The largest commitments in the first half were $500 million to Blackstone’s Tactical Opportunities Fund III, and TPG Partners VIII, which is trying to raise $12 billion.
Other commitments included:
- $400 million to Towerbrook Investors V, which closed on $4.25 billion in June;
• $250 million to Towerbrook Structured Opportunities II, which closed on $1.05 billion in June;
• $370 million to Carlyle Europe Partners V;
• $300 million to TPG Asia VII, targeting $4.5 billion;
• $200 million to Permira Growth Opportunities, its debut growth tech fund, which could raise up to $2 billion;
• $100 million to TPG Healthcare Partners, targeting $2.5 billion;
• $75 million to Clearlake Capital Partners V, which closed on $3.6 billion in March;
• $50 mln to GCM Grosvenor DEM II, which is CalPERS’s fund of funds for emerging managers
The recent commitments included investments with CalPERS’s two largest manager relationships, Blackstone and Carlyle.

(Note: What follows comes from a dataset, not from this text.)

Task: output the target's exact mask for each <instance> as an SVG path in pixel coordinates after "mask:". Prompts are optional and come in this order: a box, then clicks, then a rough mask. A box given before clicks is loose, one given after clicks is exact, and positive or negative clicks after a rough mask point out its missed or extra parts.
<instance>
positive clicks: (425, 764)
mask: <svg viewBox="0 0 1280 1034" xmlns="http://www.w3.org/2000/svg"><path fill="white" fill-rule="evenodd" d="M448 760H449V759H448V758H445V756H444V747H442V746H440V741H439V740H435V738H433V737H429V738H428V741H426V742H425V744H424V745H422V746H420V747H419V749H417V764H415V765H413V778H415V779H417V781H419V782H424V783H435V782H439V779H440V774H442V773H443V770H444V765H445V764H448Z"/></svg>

CalPERS invested in 19 Blackstone vehicles, with $4.37 billion in total exposure, and 25 Carlyle vehicles, with $3.03 billion in total exposure, according to Meketa.
CalPERS’s PE portfolio is diversified by strategy, with buyouts representing 64 percent of CalPERS’s total private equity net asset value.
Within buyouts, CalPERS tends toward mega and large buyout funds, which represent some 55 percent of CalPERS’s buyouts exposure, according to Meketa.
CalPERS recently updated its PE-investment policy to increase the target range for buyouts to 65 percent from 60 percent.
The nation’s largest public pension has been exploring new models for PE investment, seeking to reduce the number of managers it works with and increase its direct investments and co-investments.
The board is weighing a proposal, CalPERS Direct, that would create two new CalPERS-controlled entities to boost the system’s PE allocation. The first would invest in late-stage technology, life sciences and healthcare companies, while the second would make long-term investments in established companies.
CalPERS currently invests 72 percent of its PE portfolio in traditional general-partner-managed funds, with just 6 percent in co-investments and direct investments.